Fidel solía ver en privado las películas de cada Festival, de modo que estaba al tanto de las nuevas producciones de la región. Por las noches, mantenía largas conversaciones hasta la madrugada con los directores y actores invitados, tanto de América Latina como del resto del mundo. Me tocó leer o escuchar los comentarios llenos de admiración de Jack Lemmon, de Robert de Niro, de Gian María Volonté y de Harry Belafonte –quizás el más asiduo participante no latinoamericano- luego de esas largas sesiones nocturnas con Fidel. Tuve el privilegio de estar, creo que fue el año 1985, en su discurso de clausura en el Teatro Carlos Marx, que duró cinco horas que apenas sentimos pasar, porque habló con un conocimiento extraordinario del cine. Una de esas noches, como lo hacía cada año, Fidel nos recibió en el palacio. Uno por uno nos dio la mano con paciencia, sencillez y cortesía asombrosas (¿donde está mi foto con Fidel, compañeros cubanos?, no tengo ninguna a pesar de haberlo saludado tres o cuatro veces).
El Festival era una fiesta que duraba 24 horas cada día. Casi no dormíamos. En las mañanas había conferencias de prensa, encuentros entre cineastas o actores, deliberaciones de los jurados, muestras de carteles, presentaciones de libros y otras actividades en simultáneo, de modo que era imposible asistir a todas. En las tardes, hasta la media noche, en varias salas de la ciudad se proyectaban las películas del festival, cerca de 500 obras, largometrajes de ficción o documental, cortometrajes de toda clase, animaciones y videos, prácticamente todo lo producido en nuestra América Latina, pero también películas de otras regiones. Y a partir de la media noche, las fiestas extraordinarias de las que conservo una memoria dulce. Al lado del Teatro Carlos Marx, en el Cristino Naranjo, uno podía disfrutar en 6 o 7 espacios diferentes, animados por las mejores bandas de música. En el segundo piso estaba el formidable trompetista Arturo Sandoval (hoy en Miami), en el espacio abierto de afuera sonaban los inmensos altavoces de los Van Van, y junto a la playa y a la piscina otros grupos de música extraordinarios animaban la fiesta. El entusiasmo de cubanas y cubanos era contagioso, hasta yo me atrevía a bailar. Esas fiestas duraban hasta las 3 o 4 de la madrugada.

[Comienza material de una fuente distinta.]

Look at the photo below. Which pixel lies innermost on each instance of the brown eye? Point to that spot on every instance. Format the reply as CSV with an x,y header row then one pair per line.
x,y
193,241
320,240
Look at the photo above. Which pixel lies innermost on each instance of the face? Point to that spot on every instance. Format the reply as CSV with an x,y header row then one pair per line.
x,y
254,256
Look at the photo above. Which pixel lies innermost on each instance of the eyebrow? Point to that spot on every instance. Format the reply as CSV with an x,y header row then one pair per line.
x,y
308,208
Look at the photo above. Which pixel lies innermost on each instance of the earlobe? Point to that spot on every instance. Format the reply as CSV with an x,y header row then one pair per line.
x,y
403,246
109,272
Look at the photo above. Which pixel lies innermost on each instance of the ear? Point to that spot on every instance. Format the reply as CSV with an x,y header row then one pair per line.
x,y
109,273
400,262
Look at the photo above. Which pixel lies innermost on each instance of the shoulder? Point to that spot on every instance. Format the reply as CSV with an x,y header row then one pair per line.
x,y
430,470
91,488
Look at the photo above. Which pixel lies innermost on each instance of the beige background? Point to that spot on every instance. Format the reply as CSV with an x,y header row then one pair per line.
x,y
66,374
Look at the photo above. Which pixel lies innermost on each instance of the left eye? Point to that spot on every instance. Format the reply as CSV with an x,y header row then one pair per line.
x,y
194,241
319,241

Además de disfrutar las películas, uno gozaba del ambiente de camaradería que se instalaba en los lugares del Festival. El Hotel Nacional era un sitio mágico de encuentro, pero también el Capri y el Habana Libre. Los mojitos nocturnos aparecían sobre las bandejas que circulaban los mozos, y desaparecían en un santiamén.
La salida de un nuevo número de la revista Cine Cubano, en papel periódico, era un acontecimiento, así como los carteles de las películas cubanas, hermosos, diseñados por el formidable Bachs, por Coll, Julio Eloy, Niko, Iglesias, Reboiro o Coni, entre otros artistas que derrochaban talento y humor. Conservo varios de ellos, impresos en serigrafía, con esa nobleza de la tinta espesa que los hace únicos.